In a SPIEGEL interview, synthetic biology expert George Church of Harvard University explains how DNA will become the building material of the future -- one that can help create virus-resistant human beings and possibly bring back lost species like the Neanderthal.

George Church, 58, is a pioneer in synthetic biology, a field whose aim is to create synthetic DNA and organisms in the laboratory. During the 1980s, the Harvard University professor of genetics helped initiate the Human Genome Project that created a map of the human genome. In addition to his current work in developing accelerated procedures for sequencing and synthesizing DNA, he has also been involved in the establishing of around two dozen biotech firms. In his new book, "Regenesis: How Synthetic Biology Will Reinvent Nature and Ourselves," which he has also encoded as strands of DNA and distributed on small DNA chips, Church sketches out a story of a second, man-made Creation.

SPIEGEL recently sat down with Church to discuss his new tome and the prospects for using synthetic biology to bring the Neanderthal back from exctinction as well as the idea of making humans resistant to all viruses.

SPIEGEL: Mr.
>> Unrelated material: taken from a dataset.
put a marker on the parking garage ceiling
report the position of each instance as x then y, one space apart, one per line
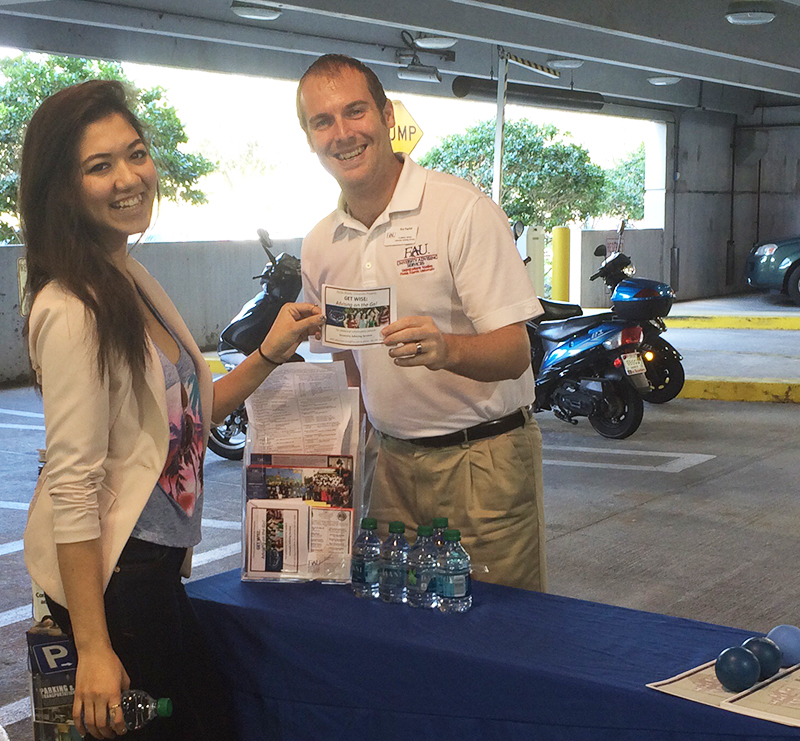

Church, you predict that it will soon be possible to clone Neanderthals. What do you mean by "soon"? Will you witness the birth of a Neanderthal baby in your lifetime?

Church: That depends on a hell of a lot of things, but I think so. The reason I would consider it a possibility is that a bunch of technologies are developing faster than ever before. In particular, reading and writing DNA is now about a million times faster than seven or eight years ago. Another technology that the de-extinction of a Neanderthal would require is human cloning. We can clone all kinds of mammals, so it's very likely that we could clone a human. Why shouldn't we be able to do so?

SPIEGEL: Perhaps because it is banned?

Church: That may be true in Germany, but it's not banned all over the world. And laws can change, by the way.

SPIEGEL: Would cloning a Neanderthal be a desirable thing to do?